By voting and electing our representatives, expressing the right given to us in the Constitution, enables us to elect representatives to make the decisions in government. The Tenth Amendment allows for distributing power between the different branches of government. By spreading power between the legislative, executive, and judicial branches, no power or liberty is taken from us because the representatives that we vote in all have equal power. This helps us to improve upon our country and change things if need be. We are able to add or change Amendments into our Constitution; making more valid or satisfactory laws. With the Constitution, the people of our country all have equal power in deciding how to be governed.
To keep power and decision making in the hands of the people, public offices should have term limits. This would allow the power to be distributed and not the same people continuously in control. Term limits should be long enough to get done what the people want without becoming disengaged with everchanging public needs. With a fairly placed duration of time serving in public offices, elected officials would have enough time to promote what the citizens that voted them in for and are most concerned about. If they are in office for many years, even decades, that can lead to outdated decisions because newer voters and citizens won't have their voices represented.
To encourage citizens to run for office, available positions and information on how to find what position would work best for their passions and goals should be easily accessible. To run for elected government office, you need to be educated about the role and gain experience. Being active in your community, such as charity and community service work, is a great way to get experience while invoking change. Running for an elected position is a way to not only advocate for what you believe in and to carry out the work you campaigned on but also to be a voice of all citizens so they are properly heard, acknowledged, and represented.

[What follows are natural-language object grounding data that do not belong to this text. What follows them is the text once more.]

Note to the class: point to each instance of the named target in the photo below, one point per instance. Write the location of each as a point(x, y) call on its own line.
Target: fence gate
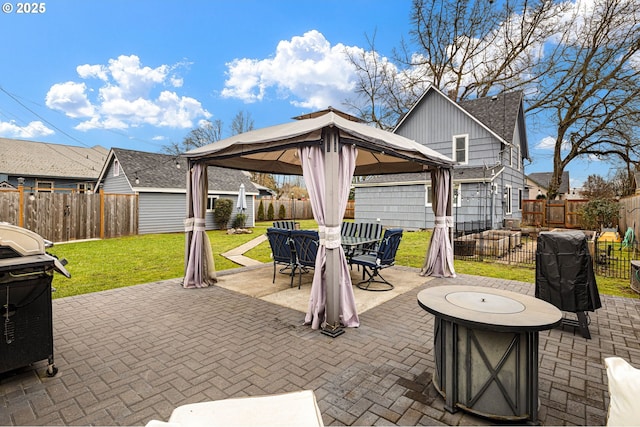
point(555, 214)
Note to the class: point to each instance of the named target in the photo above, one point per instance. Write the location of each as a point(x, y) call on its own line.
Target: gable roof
point(499, 114)
point(160, 172)
point(542, 179)
point(40, 159)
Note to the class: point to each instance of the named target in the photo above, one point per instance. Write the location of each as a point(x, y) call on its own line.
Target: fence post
point(21, 204)
point(101, 213)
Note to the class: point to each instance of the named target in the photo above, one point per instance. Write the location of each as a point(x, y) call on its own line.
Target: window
point(461, 148)
point(507, 196)
point(520, 194)
point(427, 196)
point(211, 203)
point(84, 187)
point(457, 196)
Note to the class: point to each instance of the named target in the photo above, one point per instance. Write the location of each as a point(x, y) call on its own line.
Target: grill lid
point(18, 242)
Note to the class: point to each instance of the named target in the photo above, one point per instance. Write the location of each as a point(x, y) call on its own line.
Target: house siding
point(166, 212)
point(404, 206)
point(116, 184)
point(434, 122)
point(161, 212)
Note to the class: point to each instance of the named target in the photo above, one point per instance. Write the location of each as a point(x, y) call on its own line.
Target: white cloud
point(306, 69)
point(71, 98)
point(546, 143)
point(130, 95)
point(32, 130)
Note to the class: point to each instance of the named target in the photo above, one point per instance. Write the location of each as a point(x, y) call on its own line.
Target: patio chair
point(370, 230)
point(373, 262)
point(281, 250)
point(305, 244)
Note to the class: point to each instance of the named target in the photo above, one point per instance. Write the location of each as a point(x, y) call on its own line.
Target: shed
point(159, 182)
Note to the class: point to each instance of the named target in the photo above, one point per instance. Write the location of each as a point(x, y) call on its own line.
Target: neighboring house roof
point(460, 174)
point(40, 159)
point(158, 172)
point(542, 179)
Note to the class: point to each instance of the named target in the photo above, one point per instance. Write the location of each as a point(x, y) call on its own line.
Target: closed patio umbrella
point(241, 205)
point(339, 148)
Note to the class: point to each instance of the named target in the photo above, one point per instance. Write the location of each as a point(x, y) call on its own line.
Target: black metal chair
point(281, 250)
point(373, 262)
point(305, 244)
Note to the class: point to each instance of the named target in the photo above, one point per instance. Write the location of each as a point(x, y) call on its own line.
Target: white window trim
point(427, 196)
point(520, 194)
point(508, 209)
point(47, 188)
point(466, 148)
point(210, 197)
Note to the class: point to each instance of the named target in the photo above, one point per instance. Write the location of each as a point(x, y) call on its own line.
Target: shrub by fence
point(71, 216)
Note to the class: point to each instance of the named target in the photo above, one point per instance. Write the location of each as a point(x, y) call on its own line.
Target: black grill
point(26, 321)
point(564, 275)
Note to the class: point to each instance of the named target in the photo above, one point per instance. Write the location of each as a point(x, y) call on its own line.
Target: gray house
point(486, 136)
point(159, 180)
point(51, 168)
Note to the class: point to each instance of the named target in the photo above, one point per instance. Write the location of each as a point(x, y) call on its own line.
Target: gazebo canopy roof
point(275, 149)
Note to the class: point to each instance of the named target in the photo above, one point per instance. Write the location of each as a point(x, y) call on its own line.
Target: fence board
point(70, 216)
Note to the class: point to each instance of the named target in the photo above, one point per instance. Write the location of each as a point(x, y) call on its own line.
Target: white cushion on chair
point(624, 392)
point(296, 409)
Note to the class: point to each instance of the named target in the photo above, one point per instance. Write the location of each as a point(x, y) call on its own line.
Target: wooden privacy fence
point(61, 217)
point(296, 208)
point(551, 213)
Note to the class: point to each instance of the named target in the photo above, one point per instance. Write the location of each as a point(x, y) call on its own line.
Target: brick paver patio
point(130, 355)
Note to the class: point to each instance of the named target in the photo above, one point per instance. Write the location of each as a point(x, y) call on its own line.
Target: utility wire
point(42, 118)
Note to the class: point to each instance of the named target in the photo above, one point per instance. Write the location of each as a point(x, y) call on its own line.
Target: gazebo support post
point(332, 328)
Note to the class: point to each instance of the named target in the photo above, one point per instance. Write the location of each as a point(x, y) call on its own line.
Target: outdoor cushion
point(288, 409)
point(624, 389)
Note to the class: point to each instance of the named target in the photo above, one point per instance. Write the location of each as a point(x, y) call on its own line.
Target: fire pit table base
point(486, 349)
point(488, 373)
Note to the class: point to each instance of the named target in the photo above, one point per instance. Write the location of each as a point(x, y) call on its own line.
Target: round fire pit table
point(486, 349)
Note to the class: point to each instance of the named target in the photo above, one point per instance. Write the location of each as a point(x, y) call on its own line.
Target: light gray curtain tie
point(332, 237)
point(443, 221)
point(199, 224)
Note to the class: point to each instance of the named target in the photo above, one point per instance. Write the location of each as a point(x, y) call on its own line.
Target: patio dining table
point(352, 243)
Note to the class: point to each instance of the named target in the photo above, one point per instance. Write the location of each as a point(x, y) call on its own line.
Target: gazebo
point(328, 149)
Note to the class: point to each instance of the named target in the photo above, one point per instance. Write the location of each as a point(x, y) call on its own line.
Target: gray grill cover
point(564, 272)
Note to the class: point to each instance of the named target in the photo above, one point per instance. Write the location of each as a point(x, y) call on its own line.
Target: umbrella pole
point(332, 326)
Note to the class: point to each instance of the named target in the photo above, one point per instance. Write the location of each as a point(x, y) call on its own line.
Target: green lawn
point(112, 263)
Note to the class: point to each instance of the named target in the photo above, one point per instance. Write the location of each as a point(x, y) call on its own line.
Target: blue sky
point(141, 74)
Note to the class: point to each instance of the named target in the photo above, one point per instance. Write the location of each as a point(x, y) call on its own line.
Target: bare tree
point(591, 85)
point(596, 187)
point(473, 47)
point(204, 134)
point(466, 48)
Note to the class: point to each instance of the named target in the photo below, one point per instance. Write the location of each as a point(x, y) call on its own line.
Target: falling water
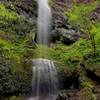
point(45, 81)
point(44, 20)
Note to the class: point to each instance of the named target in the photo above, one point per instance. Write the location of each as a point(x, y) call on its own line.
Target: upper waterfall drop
point(45, 77)
point(44, 22)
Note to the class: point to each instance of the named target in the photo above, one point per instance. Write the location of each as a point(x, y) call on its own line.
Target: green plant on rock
point(80, 17)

As citizens of this country, we must educate ourselves and future generations of our constitutional republic. To honor our Constitution, while being in government, one must look beyond party lines and create the perfect union that is, Americans.
About Law Day
Law Day was established by President Eisenhower in 1958 to honor the law and is celebrated annually on or around May 1st by bar associations and the legal profession nationwide.

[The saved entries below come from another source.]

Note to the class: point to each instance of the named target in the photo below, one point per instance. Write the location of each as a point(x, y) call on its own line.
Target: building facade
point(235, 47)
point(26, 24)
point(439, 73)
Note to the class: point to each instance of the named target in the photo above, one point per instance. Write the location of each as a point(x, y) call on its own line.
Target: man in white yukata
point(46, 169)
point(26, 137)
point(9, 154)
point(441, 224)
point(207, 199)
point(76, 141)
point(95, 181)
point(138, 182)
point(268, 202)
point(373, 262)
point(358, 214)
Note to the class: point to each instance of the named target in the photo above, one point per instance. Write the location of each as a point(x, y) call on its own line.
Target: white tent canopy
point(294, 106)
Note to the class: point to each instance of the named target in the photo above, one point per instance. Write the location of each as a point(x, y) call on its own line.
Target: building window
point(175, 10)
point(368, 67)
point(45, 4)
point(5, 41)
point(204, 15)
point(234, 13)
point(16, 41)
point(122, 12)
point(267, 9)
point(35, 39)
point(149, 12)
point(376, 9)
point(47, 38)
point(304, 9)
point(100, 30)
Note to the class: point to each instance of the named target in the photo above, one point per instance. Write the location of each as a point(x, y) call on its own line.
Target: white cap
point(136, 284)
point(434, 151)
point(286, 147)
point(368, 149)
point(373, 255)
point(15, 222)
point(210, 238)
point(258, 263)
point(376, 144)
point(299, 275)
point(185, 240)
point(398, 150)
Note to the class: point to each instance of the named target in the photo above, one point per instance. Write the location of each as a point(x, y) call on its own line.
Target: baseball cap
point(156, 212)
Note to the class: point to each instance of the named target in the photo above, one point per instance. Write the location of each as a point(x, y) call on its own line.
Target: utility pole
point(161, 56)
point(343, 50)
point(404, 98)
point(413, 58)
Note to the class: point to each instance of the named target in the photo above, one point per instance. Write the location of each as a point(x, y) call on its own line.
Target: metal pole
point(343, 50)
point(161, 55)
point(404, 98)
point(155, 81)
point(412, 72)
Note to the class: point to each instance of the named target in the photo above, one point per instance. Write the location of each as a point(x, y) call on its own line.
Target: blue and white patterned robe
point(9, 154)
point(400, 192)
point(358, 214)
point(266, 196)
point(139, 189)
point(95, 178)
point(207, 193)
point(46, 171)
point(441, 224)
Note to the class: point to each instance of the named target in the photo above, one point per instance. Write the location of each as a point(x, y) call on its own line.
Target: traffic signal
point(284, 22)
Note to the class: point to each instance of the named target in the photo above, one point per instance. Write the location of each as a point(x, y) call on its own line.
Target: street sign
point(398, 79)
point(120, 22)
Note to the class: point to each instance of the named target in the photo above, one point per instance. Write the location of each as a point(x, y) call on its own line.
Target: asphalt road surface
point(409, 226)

The essay contest for students has been an integral part of Law Day festivities for many years. This annual contest encourages youth to explore our legal system and the relationship between laws and our rights and freedoms. The Toledo Bar Association contest was named the Caty Armstrong Law Day Essay Contest after Caty’s tragic death in an automobile accident in 1993 just weeks after she was recognized as an essay contest winner.
The TBA’s Law Related School Education Committee’s mission is to develop and implement programs designed to assist all levels of our educational system in the education of students in our community about the legal system and the system of justice, including the organization of various Law Day activities and Mock Trial programs.

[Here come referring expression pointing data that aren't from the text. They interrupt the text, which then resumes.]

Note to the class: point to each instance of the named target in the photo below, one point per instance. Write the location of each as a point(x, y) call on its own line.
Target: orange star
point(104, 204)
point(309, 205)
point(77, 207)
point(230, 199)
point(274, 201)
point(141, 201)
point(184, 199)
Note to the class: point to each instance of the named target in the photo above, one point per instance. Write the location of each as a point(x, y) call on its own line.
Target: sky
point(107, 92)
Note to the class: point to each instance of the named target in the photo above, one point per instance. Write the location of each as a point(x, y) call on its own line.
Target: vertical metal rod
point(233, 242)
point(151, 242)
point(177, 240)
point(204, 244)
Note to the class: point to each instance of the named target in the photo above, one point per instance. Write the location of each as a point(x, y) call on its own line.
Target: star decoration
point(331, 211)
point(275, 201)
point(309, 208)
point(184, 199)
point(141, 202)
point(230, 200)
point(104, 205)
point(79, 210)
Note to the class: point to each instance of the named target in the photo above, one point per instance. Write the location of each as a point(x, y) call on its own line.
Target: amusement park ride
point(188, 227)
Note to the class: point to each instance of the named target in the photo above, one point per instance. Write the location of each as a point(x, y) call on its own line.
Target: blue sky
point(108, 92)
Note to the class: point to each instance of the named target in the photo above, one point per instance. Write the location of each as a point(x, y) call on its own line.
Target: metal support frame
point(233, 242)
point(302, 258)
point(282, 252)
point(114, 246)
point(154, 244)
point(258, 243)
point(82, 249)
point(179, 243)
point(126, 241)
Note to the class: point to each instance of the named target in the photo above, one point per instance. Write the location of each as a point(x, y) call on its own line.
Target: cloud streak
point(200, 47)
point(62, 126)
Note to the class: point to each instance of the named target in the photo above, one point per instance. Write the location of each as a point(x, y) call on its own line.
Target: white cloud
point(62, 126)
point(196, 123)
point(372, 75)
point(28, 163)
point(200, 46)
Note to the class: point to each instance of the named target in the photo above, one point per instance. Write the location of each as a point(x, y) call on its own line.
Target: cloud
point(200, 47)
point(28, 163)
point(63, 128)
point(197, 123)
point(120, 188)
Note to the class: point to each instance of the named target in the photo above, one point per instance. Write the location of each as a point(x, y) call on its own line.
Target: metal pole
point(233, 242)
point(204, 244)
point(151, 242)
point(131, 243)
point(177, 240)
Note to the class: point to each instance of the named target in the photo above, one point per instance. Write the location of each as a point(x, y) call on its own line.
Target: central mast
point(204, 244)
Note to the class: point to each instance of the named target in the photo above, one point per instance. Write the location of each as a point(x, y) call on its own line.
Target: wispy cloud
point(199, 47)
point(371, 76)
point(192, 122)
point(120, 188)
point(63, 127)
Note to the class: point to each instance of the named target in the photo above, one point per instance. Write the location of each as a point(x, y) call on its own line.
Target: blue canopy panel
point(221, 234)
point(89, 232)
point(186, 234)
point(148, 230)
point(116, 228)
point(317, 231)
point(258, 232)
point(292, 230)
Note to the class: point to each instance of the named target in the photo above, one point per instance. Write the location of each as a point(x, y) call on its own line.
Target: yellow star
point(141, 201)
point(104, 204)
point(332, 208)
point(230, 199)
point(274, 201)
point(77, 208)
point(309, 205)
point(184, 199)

About the Toledo Bar Association
The Toledo Bar Association (TBA) is a voluntary professional association of lawyers in Lucas and surrounding counties. It was established in 1878 and has over 1,500 members. The mission of the TBA is to advance the highest standards of excellence for the legal profession, promote the rule of law, facilitate equal access to justice, and consciously foster a diverse and inclusive legal community, by providing unmatched collaborative opportunities, professional development and outstanding services to our members while also supporting the community at large.